It isn’t terribly promising.
Through the first 8 months of the year (34 weekends), there are only 42 new wide release films on the schedule at this point. Last year, there were 77.
How can movie theaters even try to compete with even 2023 with 46% fewer movies?
2023 took at $1.5 billion, 21% leap over 2022. As some writers love to squeal, it still isn’t what it was in 2019 or 2018 (the #1 and #3 highest grossing domestic years in history, pre-COVID). But the increase this year suggests a pretty full recovery of the marketplace… but not of the amount and range of product being brought to market.
Consider also…
910 total releases in 2019 and 993 releases in 2018 VS 498 releases in 2022 and 581 releases this year. So 2023 will be just 27% off of the 2019 grosses… with 33% fewer films in release.
See the correlation?
It is fair to look at the Top 10 of 2019 and 2023 and see that this year was still a billion off (domestically) from that 2019 group.
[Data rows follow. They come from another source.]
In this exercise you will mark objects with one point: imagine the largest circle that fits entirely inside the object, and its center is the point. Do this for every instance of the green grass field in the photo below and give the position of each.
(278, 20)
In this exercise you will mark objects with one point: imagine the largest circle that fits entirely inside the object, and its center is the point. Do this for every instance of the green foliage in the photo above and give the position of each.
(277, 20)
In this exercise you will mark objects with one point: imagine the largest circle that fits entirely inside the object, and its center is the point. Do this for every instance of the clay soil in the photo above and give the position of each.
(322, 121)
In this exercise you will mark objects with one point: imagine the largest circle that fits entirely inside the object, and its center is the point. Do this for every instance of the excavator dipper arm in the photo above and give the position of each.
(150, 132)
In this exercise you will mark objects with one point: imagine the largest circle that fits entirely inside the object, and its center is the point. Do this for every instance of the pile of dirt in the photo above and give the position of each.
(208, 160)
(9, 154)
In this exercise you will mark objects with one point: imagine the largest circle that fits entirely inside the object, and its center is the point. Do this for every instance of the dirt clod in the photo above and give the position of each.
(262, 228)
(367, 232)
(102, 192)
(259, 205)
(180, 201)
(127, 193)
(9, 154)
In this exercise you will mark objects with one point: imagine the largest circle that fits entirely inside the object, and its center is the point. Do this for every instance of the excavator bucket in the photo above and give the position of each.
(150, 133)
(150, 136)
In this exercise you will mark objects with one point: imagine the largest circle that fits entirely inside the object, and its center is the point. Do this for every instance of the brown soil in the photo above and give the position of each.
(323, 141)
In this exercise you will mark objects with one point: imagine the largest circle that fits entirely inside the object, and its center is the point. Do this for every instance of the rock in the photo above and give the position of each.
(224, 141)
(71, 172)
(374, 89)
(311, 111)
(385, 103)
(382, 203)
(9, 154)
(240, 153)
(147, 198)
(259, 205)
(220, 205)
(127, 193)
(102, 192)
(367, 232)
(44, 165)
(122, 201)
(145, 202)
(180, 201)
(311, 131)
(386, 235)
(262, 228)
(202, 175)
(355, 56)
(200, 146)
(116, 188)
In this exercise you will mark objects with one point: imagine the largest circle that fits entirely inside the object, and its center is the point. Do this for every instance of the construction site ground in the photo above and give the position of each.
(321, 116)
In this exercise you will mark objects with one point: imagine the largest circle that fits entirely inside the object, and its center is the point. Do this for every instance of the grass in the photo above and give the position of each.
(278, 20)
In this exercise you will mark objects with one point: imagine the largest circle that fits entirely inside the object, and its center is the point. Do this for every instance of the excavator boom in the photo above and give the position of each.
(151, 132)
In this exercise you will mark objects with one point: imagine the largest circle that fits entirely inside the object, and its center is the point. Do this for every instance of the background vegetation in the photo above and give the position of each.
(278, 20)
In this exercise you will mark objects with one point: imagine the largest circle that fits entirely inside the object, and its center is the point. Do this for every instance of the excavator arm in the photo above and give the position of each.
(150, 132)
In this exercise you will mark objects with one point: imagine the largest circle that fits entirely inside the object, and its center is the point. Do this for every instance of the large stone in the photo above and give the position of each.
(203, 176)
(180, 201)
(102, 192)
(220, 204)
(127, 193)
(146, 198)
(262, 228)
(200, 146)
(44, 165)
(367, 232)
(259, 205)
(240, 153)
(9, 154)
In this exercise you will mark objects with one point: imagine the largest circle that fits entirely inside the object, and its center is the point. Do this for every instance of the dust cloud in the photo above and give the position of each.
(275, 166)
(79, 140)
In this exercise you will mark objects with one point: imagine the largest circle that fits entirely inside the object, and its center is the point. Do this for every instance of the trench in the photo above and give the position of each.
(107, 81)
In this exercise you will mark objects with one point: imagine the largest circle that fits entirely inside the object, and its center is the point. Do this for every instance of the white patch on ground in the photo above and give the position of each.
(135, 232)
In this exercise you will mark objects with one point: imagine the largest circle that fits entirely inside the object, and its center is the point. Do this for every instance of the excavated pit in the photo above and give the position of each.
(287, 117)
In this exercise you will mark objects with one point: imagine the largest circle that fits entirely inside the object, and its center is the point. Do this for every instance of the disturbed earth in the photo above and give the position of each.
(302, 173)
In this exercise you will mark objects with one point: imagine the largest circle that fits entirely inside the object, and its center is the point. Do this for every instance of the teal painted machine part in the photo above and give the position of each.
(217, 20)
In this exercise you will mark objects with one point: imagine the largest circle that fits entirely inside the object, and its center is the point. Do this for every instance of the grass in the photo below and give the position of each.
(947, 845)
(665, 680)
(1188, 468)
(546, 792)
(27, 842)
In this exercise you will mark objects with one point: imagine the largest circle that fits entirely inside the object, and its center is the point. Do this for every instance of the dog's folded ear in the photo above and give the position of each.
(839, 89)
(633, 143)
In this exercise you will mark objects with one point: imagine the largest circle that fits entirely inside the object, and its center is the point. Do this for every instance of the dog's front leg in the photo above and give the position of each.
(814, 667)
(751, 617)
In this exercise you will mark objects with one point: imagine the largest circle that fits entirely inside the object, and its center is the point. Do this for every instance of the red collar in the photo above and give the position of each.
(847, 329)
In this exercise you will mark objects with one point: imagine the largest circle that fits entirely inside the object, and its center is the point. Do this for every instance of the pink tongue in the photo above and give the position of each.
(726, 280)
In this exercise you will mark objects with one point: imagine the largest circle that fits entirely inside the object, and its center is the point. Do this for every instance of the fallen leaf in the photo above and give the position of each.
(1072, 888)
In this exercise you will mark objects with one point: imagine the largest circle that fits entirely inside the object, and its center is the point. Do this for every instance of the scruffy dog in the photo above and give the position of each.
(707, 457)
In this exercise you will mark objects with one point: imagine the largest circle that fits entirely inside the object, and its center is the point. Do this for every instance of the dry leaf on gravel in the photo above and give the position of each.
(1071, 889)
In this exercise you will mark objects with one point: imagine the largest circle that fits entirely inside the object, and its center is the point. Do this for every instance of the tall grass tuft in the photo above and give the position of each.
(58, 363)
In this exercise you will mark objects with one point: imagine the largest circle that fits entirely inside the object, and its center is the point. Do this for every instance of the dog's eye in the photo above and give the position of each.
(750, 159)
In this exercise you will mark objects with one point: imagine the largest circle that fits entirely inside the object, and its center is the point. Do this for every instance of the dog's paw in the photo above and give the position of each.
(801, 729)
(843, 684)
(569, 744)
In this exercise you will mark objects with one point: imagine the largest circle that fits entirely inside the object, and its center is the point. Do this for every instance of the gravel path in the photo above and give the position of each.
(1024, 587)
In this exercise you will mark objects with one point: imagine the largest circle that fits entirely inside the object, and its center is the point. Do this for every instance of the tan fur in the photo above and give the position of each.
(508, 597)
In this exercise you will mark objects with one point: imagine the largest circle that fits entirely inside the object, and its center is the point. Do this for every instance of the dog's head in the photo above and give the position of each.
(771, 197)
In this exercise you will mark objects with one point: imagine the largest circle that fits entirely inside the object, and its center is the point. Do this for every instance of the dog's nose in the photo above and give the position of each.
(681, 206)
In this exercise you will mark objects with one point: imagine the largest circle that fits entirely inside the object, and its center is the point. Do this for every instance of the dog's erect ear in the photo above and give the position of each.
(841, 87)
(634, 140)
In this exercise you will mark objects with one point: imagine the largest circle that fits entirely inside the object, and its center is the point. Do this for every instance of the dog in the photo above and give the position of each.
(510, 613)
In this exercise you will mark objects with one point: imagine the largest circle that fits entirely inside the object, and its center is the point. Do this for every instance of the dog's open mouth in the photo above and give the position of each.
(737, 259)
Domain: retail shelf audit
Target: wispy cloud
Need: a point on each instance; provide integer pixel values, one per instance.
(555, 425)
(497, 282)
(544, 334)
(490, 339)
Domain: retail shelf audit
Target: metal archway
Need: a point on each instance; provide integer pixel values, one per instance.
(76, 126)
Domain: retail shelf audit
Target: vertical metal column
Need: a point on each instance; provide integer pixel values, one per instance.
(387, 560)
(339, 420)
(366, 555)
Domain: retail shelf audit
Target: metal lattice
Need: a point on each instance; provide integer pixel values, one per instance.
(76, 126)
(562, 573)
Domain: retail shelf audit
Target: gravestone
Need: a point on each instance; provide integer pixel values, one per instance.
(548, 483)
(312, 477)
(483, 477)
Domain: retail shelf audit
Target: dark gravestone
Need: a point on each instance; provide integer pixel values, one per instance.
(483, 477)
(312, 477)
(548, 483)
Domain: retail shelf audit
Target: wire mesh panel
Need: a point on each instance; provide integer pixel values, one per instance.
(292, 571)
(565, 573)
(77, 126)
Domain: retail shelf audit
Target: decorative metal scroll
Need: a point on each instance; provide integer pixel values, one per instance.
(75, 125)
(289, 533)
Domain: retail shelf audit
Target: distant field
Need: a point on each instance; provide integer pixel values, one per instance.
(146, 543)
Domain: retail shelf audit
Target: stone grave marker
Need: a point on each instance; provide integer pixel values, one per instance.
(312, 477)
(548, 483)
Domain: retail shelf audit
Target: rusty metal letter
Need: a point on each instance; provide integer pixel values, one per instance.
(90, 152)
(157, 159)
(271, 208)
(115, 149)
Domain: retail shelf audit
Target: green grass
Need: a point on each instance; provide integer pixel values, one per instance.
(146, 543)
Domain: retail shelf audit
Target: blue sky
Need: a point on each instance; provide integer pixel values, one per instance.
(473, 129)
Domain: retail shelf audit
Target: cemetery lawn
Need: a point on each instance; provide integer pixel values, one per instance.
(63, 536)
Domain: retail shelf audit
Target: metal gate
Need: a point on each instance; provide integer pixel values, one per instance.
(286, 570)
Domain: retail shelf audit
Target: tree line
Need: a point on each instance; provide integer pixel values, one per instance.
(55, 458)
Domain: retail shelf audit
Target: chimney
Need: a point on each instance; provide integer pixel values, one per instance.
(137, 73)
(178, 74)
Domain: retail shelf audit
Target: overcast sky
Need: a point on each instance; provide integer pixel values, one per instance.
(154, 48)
However… 2019’s Top 10 is all top-end franchise IP, whereas the last 2 entries in 2023’s Top 10 are stand-alone Sound of Freedom and Taylor Swift: The Eras Tour and as great as #5 Oppenheimer did, it is still an stand-alone.
In the second half of the Top 10 (6-10), the difference between Captain Marvel, Spider-Man: Far From Home, Aladdin, Joker, and Jumanji 2 vs The Little Mermaid, Ant-Man 3, John Wick 4, Sound of Freedom, and Taylor Swift was $766 million.
Of course, in the end, none of that really matters so much. It is important perspective as so many journalists misguide the public about what the status of theatrical is. But the bottom line asks no questions.